Abstenção. É nos distritos com menos deputados que se vota menos
25 de abril de 1975, as eleições mais participadas da democracia portuguesa; 6 de outubro de 2019, as legislativas onde a abstenção atingiu um recorde absoluto. A diferença conta-se num número: a abstenção aumentou mais de seis vezes. Se excluirmos a votação de residentes no estrangeiro, que sempre foi mais baixa, e que tem níveis de abstenção desde 1985 acima dos 70% (foi mais de 89% em 2019), o número não é mais suave: mais do que quintuplicou.
E nos círculos eleitorais, há diferenças? O que acontece naqueles, que são a grande maioria (16), onde o número de deputados a eleger é reduzido? Analisando a última década, os últimos quatro "ciclos eleitorais" de 2009 a 2019, a conclusão é quase imediata: quanto maior o círculo, menor a abstenção. É no restrito grupo dos círculos eleitorais que elege mais de 70% dos deputados que a abstenção é menor.
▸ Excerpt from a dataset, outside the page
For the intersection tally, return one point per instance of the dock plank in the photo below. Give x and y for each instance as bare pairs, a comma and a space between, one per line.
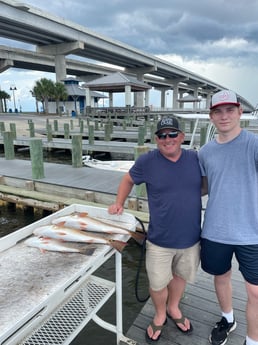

É uma estreita e curta linha ao longo do litoral, de Braga a Setúbal, incluindo Santarém.
Os cinco círculos eleitorais que elegem 60% dos deputados (Aveiro, Braga, Lisboa, Porto e Setúbal) são aqueles onde a participação eleitoral é mais elevada, ficando a abstenção abaixo ou ligeiramente acima da média nacional. Logo de seguida surgem Santarém, Coimbra e Leiria, que elegem 12% dos parlamentares, com valores de abstenção semelhantes. Nos restantes, os que elegem menos deputados, excetuando Castelo Branco e Évora que se aproximam deste grupo, a abstenção é muito mais elevada.
Os Açores são, dos 20 círculos nacionais, aquele cuja abstenção ronda, desde 2009, os 60% - nas últimas legislativas chegou aos 63,5%. Bragança e Vila Real são, no mesmo período, os mais abstencionistas no continente seguidos por Viseu, Viana do Castelo, Guarda e Faro, cuja tendência de quebra eleitoral se vem agravando.
Braga e Porto são os únicos dois círculos onde na última década (aconteceu nas legislativas de 2009) a abstenção não passou a fasquia dos 35%.
Pedro Magalhães, cientista político e investigador no Instituto de Ciências Sociais da Universidade de Lisboa, aponta duas ordens de fatores que explicam esta assimetria. A primeira tem que ver com "composição demográfica da população que vive em círculos maiores, é uma população que em Portugal tem rendimentos mais elevados e níveis educacionais mais elevados. Estas são duas características, especialmente o rendimento, mas em geral os recursos económicos e educativos que estão fortemente relacionados com a participação eleitoral; a segunda ordem de fatores tem que ver com a desproporcionalidade que é criada em círculos mais pequenos. Círculos mais pequenos geram maior desproporcionalidade na conversão de votos em mandatos. Isso significa que há muitos mais votos proporcionalmente, em termos relativos, desperdiçados. E isso desincentiva os eleitores de votar".
"Há também voto útil porque as pessoas que se sentem próximas das ideias ou que se identificam com partidos mais pequenos não têm hipótese de eleger ninguém desses partidos num círculo como, por exemplo, Portalegre. Qual é a possibilidade do CDS, da Iniciativa Liberal, do Chega, do BE, elegeram lá alguém? É nula. Como é nula, isto gera dois tipos de reação: em parte voto útil, mas também é desincentivo ao voto das pessoas que se sentem próximas desses partidos, dessas ideias", afirma o investigador.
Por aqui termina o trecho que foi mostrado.